The main problem with the monkey paper is that it assumes monkeys are pure random number generators.
I don't assume it; I declare it. I'm not talking about real monkeys, but rather using monkeys as an aid to understanding. Real monkeys are even less useful than my imaginary ones, since they are just as likely to crap on the typewriter as type on it, and have a tendency to press one key repeatedly [ref: http://news.bbc.co.uk/1/3013959.stm
Nature isn't remotely a random number generator; it likes to organise itself to observable rules.
Nature is a complex and mysterious thing. We have some useful models for some of it, and are baffled by other bits. Many of our models of nature are based on probability (e.g. radioactive decay), and many of the best random number generators are based on natural events. The universe is not clockwork.
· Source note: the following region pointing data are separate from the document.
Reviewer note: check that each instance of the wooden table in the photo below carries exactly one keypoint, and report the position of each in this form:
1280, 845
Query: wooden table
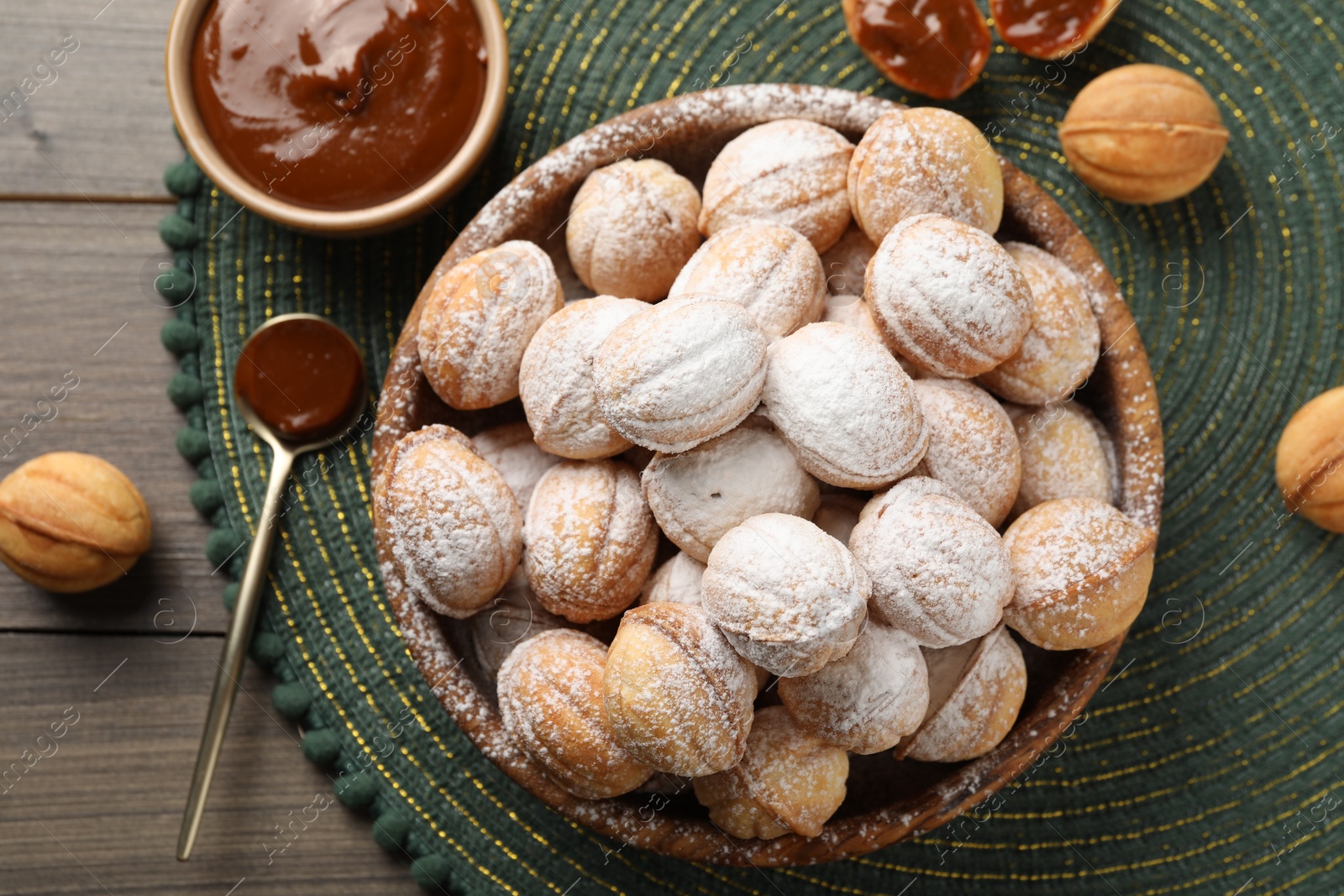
81, 195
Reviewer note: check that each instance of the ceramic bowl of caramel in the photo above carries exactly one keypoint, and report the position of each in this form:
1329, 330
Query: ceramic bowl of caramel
339, 120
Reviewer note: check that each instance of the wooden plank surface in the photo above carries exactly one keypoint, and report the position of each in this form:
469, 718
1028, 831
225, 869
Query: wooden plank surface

The article also happily excludes learning factors. Shakespeare would not have been possible without learning factors - after all, did English even exist at the start of human-recorded history? Are babies born with an innate ability to speak English? Why is Shakespeare allowed to learn but the monkeys aren't?.
Because the monkeys aren't real monkeys. They're imaginary monkeys in a thought experiment about probability. Think of the monkeys as mechanical monkeys, if that helps. They'd have to be mechanical in order to type as fast as they do in my thought experiment.
The experiment demonstrates that randomness is insufficient to the task on its own. Yes, you can call on deterministic laws to take up some of the slack, as Dawkins does in "Climbing Mount Improbable" with his "methinks it is like a weasel" experiment. There's a whole different
set of reasons why that approach won't work.